The world of AI model instruction-following has reached a milestone, albeit a small one. ChatGPT, the popular language model developed by OpenAI, has finally begun to follow custom instructions to avoid using em dashes. The move is being hailed as a "small but happy win" for OpenAI CEO Sam Altman, who took to social media to celebrate the achievement.
The ability to control em dash use is significant because it demonstrates that ChatGPT can be influenced by user feedback and fine-tuning. By appending written instructions to prompts, users can specify tone, format, and style requirements without having to repeat them manually in every new chat. This feature has been particularly useful for writers who frequently use em dashes to set off parenthetical information or introduce summaries.
However, the achievement also highlights the ongoing struggles with AI model instruction-following. Despite Altman's claim that ChatGPT is now reliably following custom instructions, users are still reporting mixed results. In fact, some have noted that even when using the "custom instructions" feature, ChatGPT can sometimes revert to its old habits.
The implications of this "small win" are significant, as they raise questions about whether true human-level AI is truly on the horizon. If OpenAI's efforts to fine-tune GPT-5.1 cannot reliably control even something as simple as em dash use, how much further away is AGI, a hypothetical technology equivalent to humans in general learning ability?
The answer may not be a straightforward one. While ChatGPT's progress on em dash use is encouraging, it's also clear that the field of AI model instruction-following is still in its infancy. The probabilistic nature of LLMs means that there's always some luck involved, and even fine-tuning can't guarantee a desired outcome.
As researchers continue to refine their understanding of how to steer these statistical systems towards human-like behavior, it's becoming increasingly clear that AGI will require something more than just pattern matching. It will likely need true understanding and self-reflective intentional action, not just statistical probability manipulation.
In the meantime, Altman's small win may be enough for some, but others are left wondering if we're merely getting lucky with our attempts to control AI behavior. Only time will tell whether this is a step towards AGI or simply another fleeting triumph in the ongoing quest to tame the complexities of language generation.

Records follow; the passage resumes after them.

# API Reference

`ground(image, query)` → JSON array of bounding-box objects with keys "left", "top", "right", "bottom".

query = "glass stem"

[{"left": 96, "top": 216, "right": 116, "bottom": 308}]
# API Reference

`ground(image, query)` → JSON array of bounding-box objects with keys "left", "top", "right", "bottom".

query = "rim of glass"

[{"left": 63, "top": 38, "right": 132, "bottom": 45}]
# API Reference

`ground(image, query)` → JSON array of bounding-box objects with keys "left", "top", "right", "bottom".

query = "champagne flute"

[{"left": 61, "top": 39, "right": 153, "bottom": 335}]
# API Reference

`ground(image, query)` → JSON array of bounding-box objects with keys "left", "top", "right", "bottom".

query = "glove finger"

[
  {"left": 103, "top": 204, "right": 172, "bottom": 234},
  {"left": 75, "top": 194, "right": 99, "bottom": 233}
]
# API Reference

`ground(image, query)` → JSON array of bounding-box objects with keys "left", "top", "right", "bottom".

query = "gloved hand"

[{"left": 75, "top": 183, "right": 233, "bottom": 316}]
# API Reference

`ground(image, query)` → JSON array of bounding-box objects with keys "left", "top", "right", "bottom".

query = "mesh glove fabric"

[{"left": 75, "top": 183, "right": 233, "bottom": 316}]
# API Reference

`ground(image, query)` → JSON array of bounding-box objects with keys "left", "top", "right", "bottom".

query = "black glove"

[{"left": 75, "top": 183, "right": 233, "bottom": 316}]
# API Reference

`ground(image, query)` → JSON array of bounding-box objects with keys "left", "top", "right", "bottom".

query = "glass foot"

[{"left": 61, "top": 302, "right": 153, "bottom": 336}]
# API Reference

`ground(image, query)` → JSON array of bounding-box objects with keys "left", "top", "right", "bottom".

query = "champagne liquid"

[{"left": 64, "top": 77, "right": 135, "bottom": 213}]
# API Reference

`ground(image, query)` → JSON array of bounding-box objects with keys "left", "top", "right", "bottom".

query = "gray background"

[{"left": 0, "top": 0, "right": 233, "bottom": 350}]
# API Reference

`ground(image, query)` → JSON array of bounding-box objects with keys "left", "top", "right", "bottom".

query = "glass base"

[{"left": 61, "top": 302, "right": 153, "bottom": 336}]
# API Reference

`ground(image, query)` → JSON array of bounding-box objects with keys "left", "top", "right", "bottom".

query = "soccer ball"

The ability to control em dash use is significant because it demonstrates that ChatGPT can be influenced by user feedback and fine-tuning. By appending written instructions to prompts, users can specify tone, format, and style requirements without having to repeat them manually in every new chat. This feature has been particularly useful for writers who frequently use em dashes to set off parenthetical information or introduce summaries.
However, the achievement also highlights the ongoing struggles with AI model instruction-following. Despite Altman's claim that ChatGPT is now reliably following custom instructions, users are still reporting mixed results. In fact, some have noted that even when using the "custom instructions" feature, ChatGPT can sometimes revert to its old habits.
The implications of this "small win" are significant, as they raise questions about whether true human-level AI is truly on the horizon. If OpenAI's efforts to fine-tune GPT-5.1 cannot reliably control even something as simple as em dash use, how much further away is AGI, a hypothetical technology equivalent to humans in general learning ability?
The answer may not be a straightforward one. While ChatGPT's progress on em dash use is encouraging, it's also clear that the field of AI model instruction-following is still in its infancy. The probabilistic nature of LLMs means that there's always some luck involved, and even fine-tuning can't guarantee a desired outcome.
As researchers continue to refine their understanding of how to steer these statistical systems towards human-like behavior, it's becoming increasingly clear that AGI will require something more than just pattern matching. It will likely need true understanding and self-reflective intentional action, not just statistical probability manipulation.
In the meantime, Altman's small win may be enough for some, but others are left wondering if we're merely getting lucky with our attempts to control AI behavior. Only time will tell whether this is a step towards AGI or simply another fleeting triumph in the ongoing quest to tame the complexities of language generation.